By late afternoon, she felt that Ruth Ann had mastered enough to be comfortable using the computer to write her history.
“I thought I knew the history pretty well,” Ruth Ann admitted, “but there are too many blanks. When exactly did Joe Warden arrive, for instance? No one ever said to my knowledge. How did the two men, Joe Warden and Mike Hilliard, become partners? Why? Another blank. We know Joe Warden had a son but nothing about the child’s mother.”
“How did Jane Hilliard die?” Todd asked, recalling the sad tombstone.
“That I do know,” Ruth Ann said. “She died in the fire when the original hotel burned to the ground.”
“She was so young,” Todd said. “Well, if you run into trouble, give me a call. And I’ll be around to do the scanning when you’re ready.”
“It may be a while,” Ruth Ann said, indicating the boxes. “I have just a bit of reading to do, and notes to make.”
“Just a bit,” Todd agreed, glad that she wasn’t the one to start plowing through all that old material.

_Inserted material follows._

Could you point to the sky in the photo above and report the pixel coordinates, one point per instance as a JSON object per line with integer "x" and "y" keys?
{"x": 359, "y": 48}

Todd had talked to Barney and rewritten Shinny’s notes about meetings and a flu clinic that would be at Safeway in two weeks and then sat looking at the two names she had written earlier: Jodie Schuster, Mame Schuster. She knew about the bands of young people in Portland, hanging out at the malls, congregating downtown, forced to move on with nowhere to move on to. But ten or more runaways from a small community like Brindle? And no one was doing anything about it?
There really wasn’t anything in town for them, no swimming pool, no rec hall where they could get together and listen to music, dance, just fool around. No doubt the school held dances now and then, and there were team sports, maybe a drama group put on a play once or twice a year. But they needed more than that, a place of their own where they could get together regularly.
An editorial, she decided. She would write a series of editorials, research what other small towns did for their young people. Not until Jodie Schuster checked in, she thought, remembering Johnny’s words. Evidently the newspaper had run a story about a runaway, only to be subjected to a lot of criticism for it when the kid turned up again. Maybe, because Johnny had been stung, he had exaggerated about how many kids had run away from Brindle, trying to make it seem commonplace, not worthy of a story. Okay, she told herself. First research, information, then a series of editorials. And have something just a little more interesting than school board meetings and flu clinics in the newspaper.
She could not account for, or even identify, the tingle that passed through her as she picked up her pen to make a note about the missing children of Brindle.